What’s the point of discussing when there is no right or wrong decision to be made? Why bother? Can’t we just make a decision and move on because it doesn’t matter? The discussion just slows things down unnecessarily.

This understandable. I’ve likely uttered these words or similar ones before.

Now I see two things with this. First, discussing and hearing multiple perspectives helps us ‘see’ a richer picture to make a decision with. The second, more subtle thing, is a series of questions back. ‘Who is making the decision? How well does s/he listen to others? What power dynamics are at play?’

What colour to paint the house is a simple decision. However, it impacts everyone who lives in the house and ‘interacts’ with the house. And there is no single ‘right’ answer. So you could walk into a paint store, purchase the first can of paint you see or first one you like and decision is done.

Discussing paint and colour choices slows it all down. However, people are less likely to be critical of the choice is they feel ‘heard’ in the process. If they feel like their opinion mattered and was sought out.

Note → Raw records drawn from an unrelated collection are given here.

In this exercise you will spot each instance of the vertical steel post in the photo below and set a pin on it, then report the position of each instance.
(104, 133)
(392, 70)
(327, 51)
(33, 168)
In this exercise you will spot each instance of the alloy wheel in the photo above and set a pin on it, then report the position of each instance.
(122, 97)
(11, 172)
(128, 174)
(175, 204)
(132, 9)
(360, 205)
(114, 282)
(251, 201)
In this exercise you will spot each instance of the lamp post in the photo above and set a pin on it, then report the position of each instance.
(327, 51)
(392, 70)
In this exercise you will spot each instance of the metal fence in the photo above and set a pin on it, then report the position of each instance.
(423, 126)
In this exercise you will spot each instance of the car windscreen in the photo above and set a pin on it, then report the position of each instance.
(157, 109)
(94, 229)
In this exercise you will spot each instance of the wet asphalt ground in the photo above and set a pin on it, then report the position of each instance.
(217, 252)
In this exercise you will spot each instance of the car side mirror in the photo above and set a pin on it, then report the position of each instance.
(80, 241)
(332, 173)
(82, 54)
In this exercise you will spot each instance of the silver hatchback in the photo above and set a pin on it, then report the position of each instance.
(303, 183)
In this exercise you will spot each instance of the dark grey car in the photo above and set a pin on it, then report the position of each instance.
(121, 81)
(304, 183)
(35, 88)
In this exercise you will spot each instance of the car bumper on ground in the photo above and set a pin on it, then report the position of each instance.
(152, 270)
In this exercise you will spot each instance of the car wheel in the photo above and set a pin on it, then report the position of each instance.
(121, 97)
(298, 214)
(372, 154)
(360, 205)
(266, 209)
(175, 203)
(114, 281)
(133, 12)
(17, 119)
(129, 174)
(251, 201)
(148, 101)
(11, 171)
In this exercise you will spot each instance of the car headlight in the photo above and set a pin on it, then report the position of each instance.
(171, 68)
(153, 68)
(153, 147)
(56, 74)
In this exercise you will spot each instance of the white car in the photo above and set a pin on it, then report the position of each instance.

The point of discussing issues and decisions in which there is no single right answer is to build your team and its culture. When we seek out people’s opinions and voices we build a culture in which everyone’s voice matters. In which people feel heard. We build cultures where people do not fear voicing their opinions will lead to retaliation or job loss. And we build a culture where there are less ‘meetings about meetings’ and toxic bickering. Because people feel heard and hear other views.

And while the decision process might take slightly longer, implementing the decision is much faster due to the ‘buy in’ the process creates.

If we can do this about paint and flooring choices, imagine what happens when we do it with more complex decisions.